Workshop on Cross-Organizational Workflow Management and Co-ordination (WACC'99),
San Francisco, Feb. 1999, available at
http://SunSITE.Informatik.RWTH-Aachen.DE/Publications/CEUR-WS/Vol-17/.
Full Paper (htm).
In the CHAIMS project we have developed an access protocol for distributed services that is specifically targeted at composing services of autonomous modules. We refer to that protocol as CPAM (CHAIMS Protocol for Autonomous Megamodules). Like some related protocols, e.g. SWAP [Swenson:98], it allows the asynchronous invocation of remote services. However, CPAM offers more than invocation primitives.

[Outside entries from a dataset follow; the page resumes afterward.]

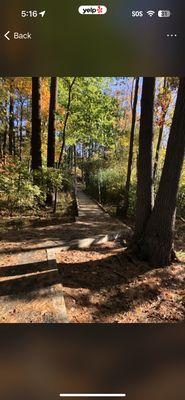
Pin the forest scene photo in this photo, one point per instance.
(92, 200)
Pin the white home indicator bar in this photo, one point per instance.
(92, 395)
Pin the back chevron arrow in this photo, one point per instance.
(6, 35)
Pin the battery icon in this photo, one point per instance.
(164, 13)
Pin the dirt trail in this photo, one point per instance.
(30, 284)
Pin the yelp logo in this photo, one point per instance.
(97, 10)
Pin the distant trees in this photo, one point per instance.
(51, 123)
(144, 201)
(88, 126)
(51, 132)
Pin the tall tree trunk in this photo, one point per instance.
(51, 123)
(51, 131)
(65, 122)
(164, 112)
(144, 201)
(21, 131)
(124, 210)
(5, 134)
(36, 125)
(157, 243)
(11, 123)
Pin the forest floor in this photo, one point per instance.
(89, 269)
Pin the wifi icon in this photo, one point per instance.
(150, 13)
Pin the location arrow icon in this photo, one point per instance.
(6, 35)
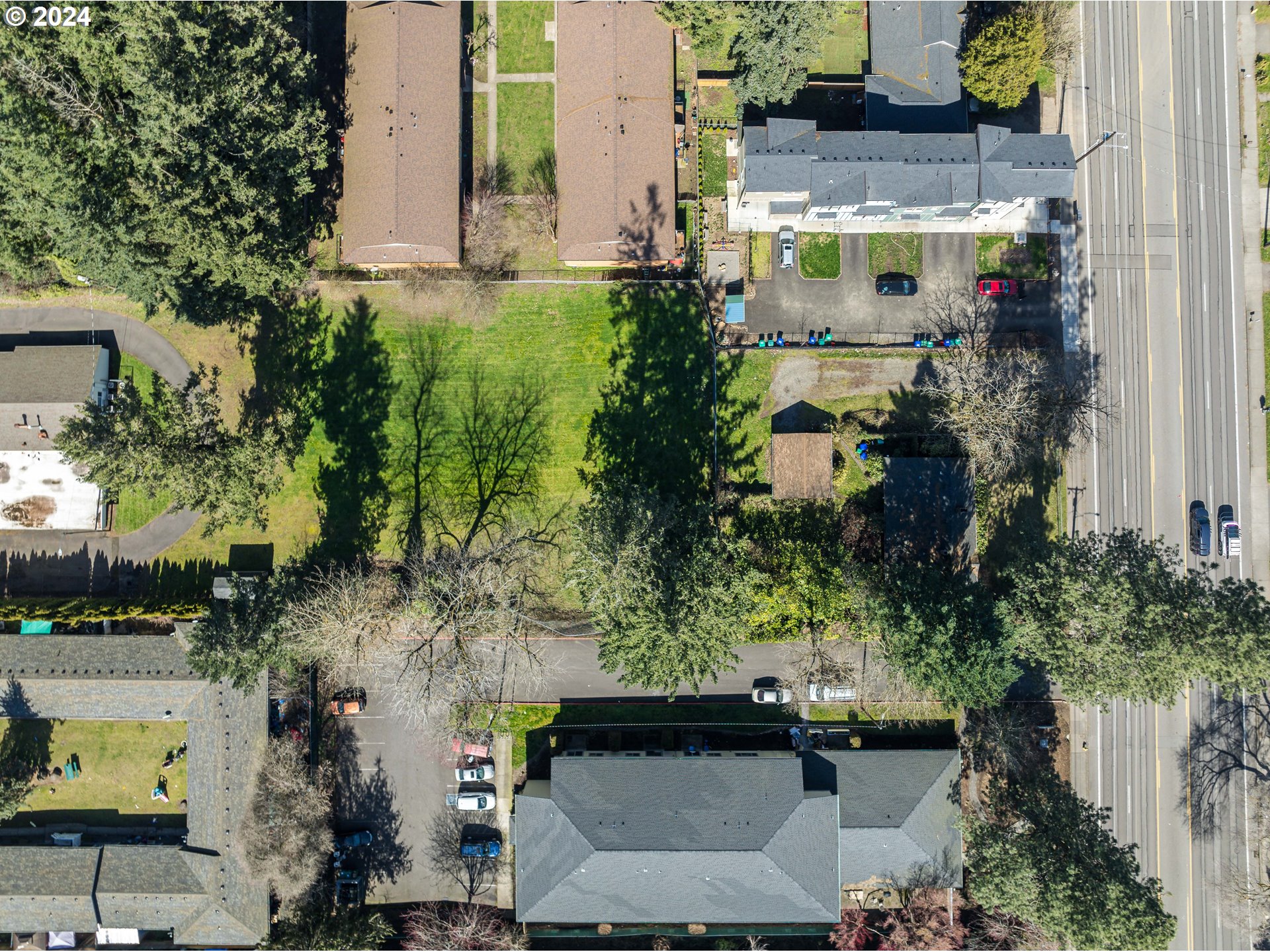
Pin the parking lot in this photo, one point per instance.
(396, 787)
(793, 305)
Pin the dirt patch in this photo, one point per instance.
(818, 379)
(32, 512)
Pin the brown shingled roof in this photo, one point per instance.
(402, 143)
(615, 132)
(802, 465)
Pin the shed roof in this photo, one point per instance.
(201, 892)
(676, 841)
(402, 151)
(615, 132)
(930, 510)
(802, 465)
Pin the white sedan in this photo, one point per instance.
(474, 801)
(771, 696)
(480, 772)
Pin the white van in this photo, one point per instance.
(825, 692)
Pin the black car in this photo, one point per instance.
(897, 285)
(1201, 530)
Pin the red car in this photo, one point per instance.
(997, 288)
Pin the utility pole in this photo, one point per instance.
(1103, 139)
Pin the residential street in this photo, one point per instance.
(1166, 314)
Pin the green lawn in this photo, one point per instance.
(718, 103)
(747, 399)
(1265, 338)
(135, 509)
(760, 254)
(714, 164)
(566, 334)
(480, 130)
(999, 255)
(1264, 143)
(820, 255)
(846, 48)
(523, 45)
(526, 125)
(120, 763)
(896, 253)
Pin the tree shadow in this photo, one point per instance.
(654, 426)
(368, 799)
(356, 399)
(288, 349)
(27, 739)
(476, 875)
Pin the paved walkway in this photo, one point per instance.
(46, 563)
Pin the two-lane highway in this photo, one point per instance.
(1161, 259)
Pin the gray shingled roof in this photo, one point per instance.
(911, 171)
(200, 892)
(912, 51)
(898, 810)
(676, 841)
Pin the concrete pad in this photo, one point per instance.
(40, 491)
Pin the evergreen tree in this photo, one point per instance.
(1044, 856)
(669, 597)
(164, 151)
(1000, 63)
(774, 48)
(1118, 616)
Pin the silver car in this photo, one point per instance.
(474, 801)
(786, 241)
(479, 772)
(771, 696)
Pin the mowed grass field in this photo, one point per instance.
(523, 45)
(562, 334)
(120, 763)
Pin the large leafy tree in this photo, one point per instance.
(669, 596)
(164, 150)
(774, 48)
(1119, 616)
(1000, 63)
(173, 441)
(948, 635)
(1044, 856)
(240, 636)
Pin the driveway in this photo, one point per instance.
(850, 306)
(393, 786)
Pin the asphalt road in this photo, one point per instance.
(1164, 317)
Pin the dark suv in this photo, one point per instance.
(897, 285)
(1201, 530)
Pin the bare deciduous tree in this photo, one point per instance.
(474, 873)
(487, 253)
(446, 926)
(544, 198)
(1005, 405)
(818, 660)
(285, 836)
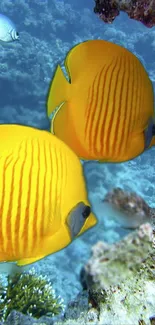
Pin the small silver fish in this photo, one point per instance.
(8, 32)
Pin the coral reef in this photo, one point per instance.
(127, 208)
(142, 10)
(30, 294)
(120, 279)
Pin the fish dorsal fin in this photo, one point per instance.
(87, 56)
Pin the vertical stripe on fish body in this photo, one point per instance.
(107, 104)
(41, 181)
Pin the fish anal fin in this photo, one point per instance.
(49, 245)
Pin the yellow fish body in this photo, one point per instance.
(43, 200)
(107, 107)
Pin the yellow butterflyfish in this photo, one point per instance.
(106, 109)
(43, 197)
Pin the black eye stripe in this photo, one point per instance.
(86, 211)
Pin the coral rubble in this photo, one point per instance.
(142, 10)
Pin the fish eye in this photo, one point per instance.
(86, 212)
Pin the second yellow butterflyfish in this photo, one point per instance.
(43, 198)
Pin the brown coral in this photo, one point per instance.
(141, 10)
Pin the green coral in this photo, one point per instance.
(30, 294)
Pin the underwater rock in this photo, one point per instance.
(18, 318)
(120, 279)
(141, 10)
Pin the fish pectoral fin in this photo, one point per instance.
(58, 91)
(26, 261)
(59, 119)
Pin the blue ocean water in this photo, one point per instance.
(48, 29)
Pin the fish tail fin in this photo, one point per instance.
(58, 91)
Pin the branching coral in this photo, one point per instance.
(142, 10)
(30, 294)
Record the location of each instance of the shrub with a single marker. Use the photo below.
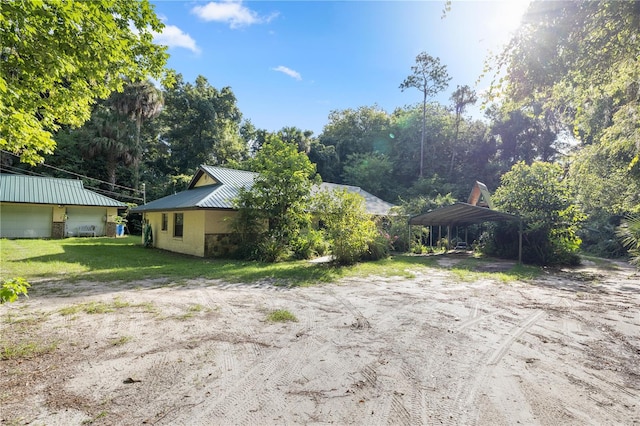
(12, 288)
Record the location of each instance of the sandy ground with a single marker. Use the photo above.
(561, 349)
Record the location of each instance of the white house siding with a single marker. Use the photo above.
(25, 221)
(86, 216)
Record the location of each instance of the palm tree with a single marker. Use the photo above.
(461, 98)
(430, 77)
(140, 101)
(109, 136)
(629, 233)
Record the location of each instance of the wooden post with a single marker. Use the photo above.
(520, 244)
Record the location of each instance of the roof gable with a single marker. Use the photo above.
(480, 196)
(212, 175)
(48, 190)
(216, 187)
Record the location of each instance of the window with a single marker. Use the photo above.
(178, 221)
(165, 221)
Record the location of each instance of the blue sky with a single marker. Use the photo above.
(290, 63)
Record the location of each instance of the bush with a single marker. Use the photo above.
(380, 247)
(12, 288)
(309, 244)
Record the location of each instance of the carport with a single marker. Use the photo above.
(463, 214)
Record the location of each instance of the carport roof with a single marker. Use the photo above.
(460, 214)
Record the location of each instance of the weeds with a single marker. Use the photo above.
(281, 315)
(25, 350)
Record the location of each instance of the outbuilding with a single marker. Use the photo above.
(45, 207)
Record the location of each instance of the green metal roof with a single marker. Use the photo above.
(47, 190)
(221, 195)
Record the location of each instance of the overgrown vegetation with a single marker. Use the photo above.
(281, 315)
(10, 289)
(120, 262)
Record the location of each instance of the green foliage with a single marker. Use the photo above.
(380, 247)
(25, 350)
(430, 77)
(274, 212)
(349, 228)
(577, 63)
(281, 315)
(629, 234)
(202, 125)
(371, 171)
(12, 288)
(59, 57)
(541, 196)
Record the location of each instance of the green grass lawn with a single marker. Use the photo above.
(125, 259)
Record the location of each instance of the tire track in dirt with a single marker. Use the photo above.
(261, 387)
(468, 395)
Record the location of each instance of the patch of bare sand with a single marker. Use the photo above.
(563, 349)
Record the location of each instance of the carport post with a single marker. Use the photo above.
(520, 244)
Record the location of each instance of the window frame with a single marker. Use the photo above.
(178, 225)
(164, 222)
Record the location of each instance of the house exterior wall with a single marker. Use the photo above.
(192, 240)
(52, 219)
(217, 241)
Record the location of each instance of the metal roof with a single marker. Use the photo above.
(221, 195)
(460, 214)
(226, 176)
(48, 190)
(373, 204)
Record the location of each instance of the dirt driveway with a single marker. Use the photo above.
(562, 349)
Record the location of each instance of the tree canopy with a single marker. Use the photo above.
(57, 58)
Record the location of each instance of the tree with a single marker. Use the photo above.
(139, 101)
(202, 125)
(371, 172)
(348, 226)
(302, 139)
(541, 195)
(629, 233)
(57, 58)
(107, 135)
(430, 78)
(461, 98)
(357, 131)
(579, 59)
(277, 206)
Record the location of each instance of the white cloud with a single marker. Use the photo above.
(288, 71)
(173, 36)
(231, 12)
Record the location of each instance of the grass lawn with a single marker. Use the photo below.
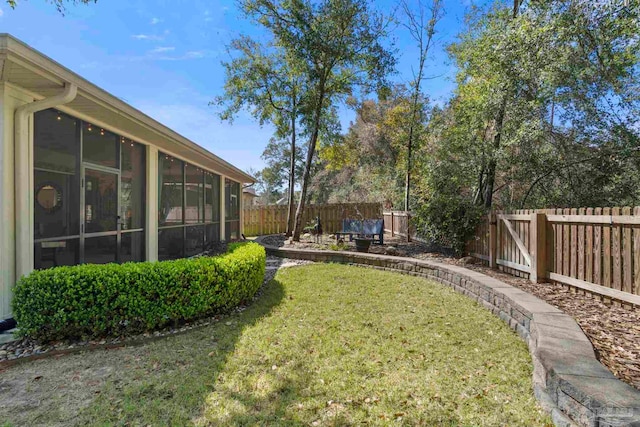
(324, 345)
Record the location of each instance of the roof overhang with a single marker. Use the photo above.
(41, 77)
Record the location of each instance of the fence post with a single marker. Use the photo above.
(493, 240)
(261, 221)
(538, 233)
(392, 233)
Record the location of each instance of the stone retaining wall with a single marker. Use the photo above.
(569, 382)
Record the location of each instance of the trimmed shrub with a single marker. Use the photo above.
(89, 300)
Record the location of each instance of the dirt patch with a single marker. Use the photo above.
(614, 331)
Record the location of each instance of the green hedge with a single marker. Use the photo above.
(89, 301)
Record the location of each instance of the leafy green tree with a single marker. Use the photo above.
(262, 80)
(421, 25)
(337, 46)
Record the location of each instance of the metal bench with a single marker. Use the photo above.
(370, 228)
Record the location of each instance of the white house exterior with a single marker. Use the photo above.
(85, 177)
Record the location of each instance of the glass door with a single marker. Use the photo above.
(101, 225)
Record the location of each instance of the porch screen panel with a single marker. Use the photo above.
(189, 219)
(56, 192)
(232, 210)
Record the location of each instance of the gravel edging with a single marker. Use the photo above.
(569, 382)
(24, 350)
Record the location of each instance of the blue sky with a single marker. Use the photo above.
(163, 57)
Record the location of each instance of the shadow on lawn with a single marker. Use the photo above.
(171, 380)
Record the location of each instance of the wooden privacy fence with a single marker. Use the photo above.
(272, 219)
(398, 223)
(594, 249)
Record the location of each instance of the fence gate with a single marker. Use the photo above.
(513, 251)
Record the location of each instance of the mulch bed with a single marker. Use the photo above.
(614, 330)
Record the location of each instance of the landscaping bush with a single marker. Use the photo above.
(89, 301)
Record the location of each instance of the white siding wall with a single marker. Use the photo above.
(10, 99)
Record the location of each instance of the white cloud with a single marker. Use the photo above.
(150, 37)
(196, 54)
(163, 49)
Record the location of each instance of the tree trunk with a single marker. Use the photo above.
(491, 168)
(297, 228)
(292, 168)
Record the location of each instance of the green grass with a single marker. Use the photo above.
(334, 345)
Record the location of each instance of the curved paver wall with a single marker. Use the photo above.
(569, 382)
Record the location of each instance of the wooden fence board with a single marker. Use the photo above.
(627, 247)
(573, 267)
(606, 252)
(588, 270)
(616, 252)
(566, 246)
(636, 256)
(580, 254)
(597, 250)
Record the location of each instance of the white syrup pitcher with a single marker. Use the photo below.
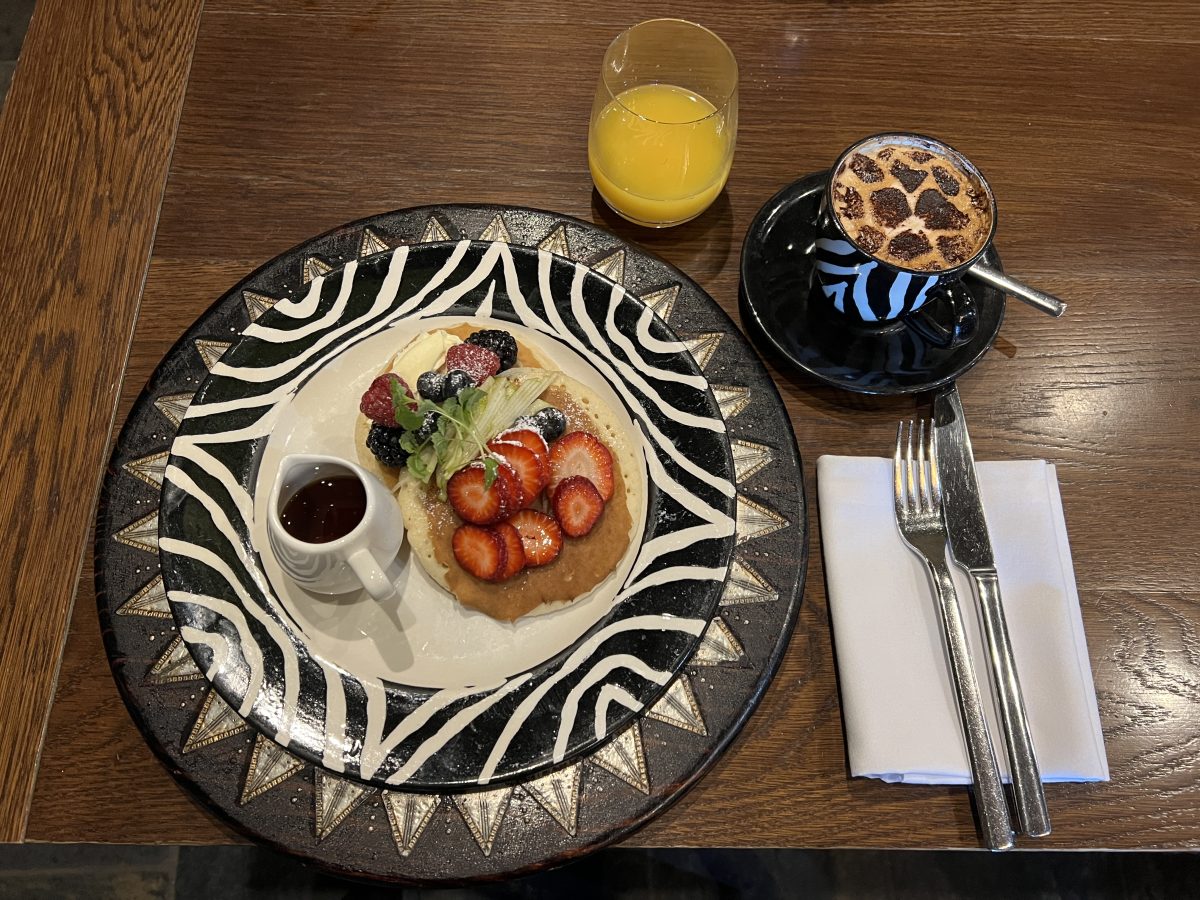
(334, 527)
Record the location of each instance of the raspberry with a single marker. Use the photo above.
(477, 361)
(376, 403)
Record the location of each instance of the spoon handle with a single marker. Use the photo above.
(1035, 298)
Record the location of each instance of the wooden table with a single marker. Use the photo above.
(154, 153)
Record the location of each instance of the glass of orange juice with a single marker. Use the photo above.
(664, 121)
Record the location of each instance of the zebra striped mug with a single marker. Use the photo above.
(903, 217)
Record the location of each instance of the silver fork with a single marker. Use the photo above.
(918, 498)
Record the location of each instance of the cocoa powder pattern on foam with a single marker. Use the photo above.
(909, 217)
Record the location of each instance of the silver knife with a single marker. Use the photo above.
(971, 549)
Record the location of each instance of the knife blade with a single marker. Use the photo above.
(971, 550)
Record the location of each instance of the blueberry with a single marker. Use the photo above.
(457, 382)
(502, 343)
(384, 444)
(429, 426)
(432, 385)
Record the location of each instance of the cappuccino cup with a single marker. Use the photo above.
(903, 217)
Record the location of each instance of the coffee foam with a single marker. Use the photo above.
(909, 203)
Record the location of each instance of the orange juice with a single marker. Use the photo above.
(659, 154)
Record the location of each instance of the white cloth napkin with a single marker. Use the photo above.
(901, 720)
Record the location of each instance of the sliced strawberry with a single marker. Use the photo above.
(581, 454)
(376, 403)
(577, 505)
(527, 437)
(531, 469)
(475, 503)
(477, 361)
(481, 551)
(540, 537)
(514, 551)
(513, 489)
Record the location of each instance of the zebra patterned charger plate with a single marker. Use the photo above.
(363, 753)
(787, 316)
(502, 700)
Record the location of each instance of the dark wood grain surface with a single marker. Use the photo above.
(87, 135)
(299, 117)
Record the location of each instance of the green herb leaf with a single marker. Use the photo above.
(423, 463)
(491, 467)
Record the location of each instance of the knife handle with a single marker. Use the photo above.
(989, 790)
(1031, 799)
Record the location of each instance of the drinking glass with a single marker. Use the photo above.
(664, 121)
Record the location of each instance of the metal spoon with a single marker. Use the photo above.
(1035, 298)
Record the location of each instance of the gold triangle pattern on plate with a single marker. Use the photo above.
(313, 268)
(257, 304)
(556, 243)
(678, 707)
(484, 813)
(612, 265)
(174, 406)
(215, 723)
(142, 534)
(745, 586)
(408, 814)
(149, 468)
(558, 793)
(663, 300)
(174, 665)
(756, 521)
(335, 799)
(497, 231)
(270, 765)
(702, 347)
(749, 457)
(718, 645)
(624, 756)
(371, 244)
(730, 399)
(150, 600)
(211, 351)
(433, 232)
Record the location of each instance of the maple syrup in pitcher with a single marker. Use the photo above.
(325, 509)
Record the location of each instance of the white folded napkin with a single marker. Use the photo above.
(901, 720)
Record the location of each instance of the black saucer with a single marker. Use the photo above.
(781, 312)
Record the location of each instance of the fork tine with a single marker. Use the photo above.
(897, 477)
(935, 483)
(925, 501)
(913, 501)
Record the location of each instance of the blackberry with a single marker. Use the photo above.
(427, 427)
(502, 343)
(432, 385)
(456, 383)
(550, 423)
(384, 444)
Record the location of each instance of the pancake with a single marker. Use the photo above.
(582, 565)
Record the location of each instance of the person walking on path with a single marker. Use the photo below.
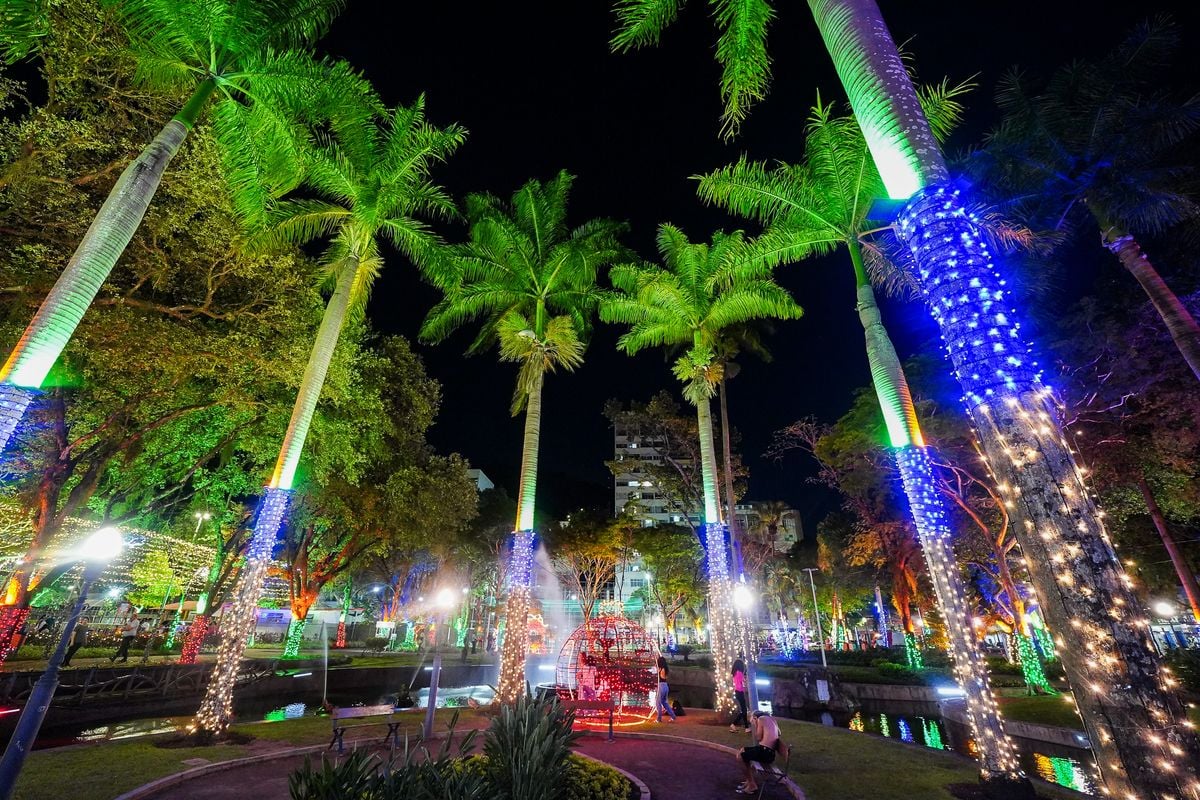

Because we assume remote services to be autonomous, and assume that the programmer does not have reliable information about performance, CPAM allows the client to get performance estimates before invocations take place, and to check the status of an ongoing execution. We assume that the services we compose by using CPAM are large, remote, and autonomous. Remote services can be offered by servers within the same organization, or by servers of other organizations. The location of the service is unimportant as long as the servers and the client are connected by some distribution system on which CPAM is implemented. We assume that the services offered by servers in other organizations are autonomous. Autonomy implies that the implementation, execution and maintenance is under the control of the organization owning the service. The only control the client has is to select another service, or to negotiate improvements, easier done when the service is being paid for. Changes to the servers and their services can be made any time as long as the services still cooperate with their interface posted in a generally accessible repository. Autonomy also means that the person doing composition has no control over the resources made available to the services by the organization providing the services. Yet availability of resources has a great influence on the performance of services.
Of course, we could require that performance characteristics of the services are posted along with the interface definition in a repository. Yet this approach has several weaknesses: 1) performance does not only depend on resources but also on the specific input data, 2) static performance information cannot take into account dynamic fluctuations in the performance of services, and it might only give an average or an upper bound for the performance, 3) static performance information can help in deciding if a certain service is to be used or not, but does not give any possibility to monitor the execution and performance of the service at run-time. Therefore we have introduced into CPAM the capability to obtain estimates about the performance of services prior to the invocation from the module offering the service.
We also enable the monitoring of the performance of a service during its execution. This allows to make educated decisions prior and during service invocations, and allows various novel optimization possibilities specific to the composition of large, remote, and autonomous services.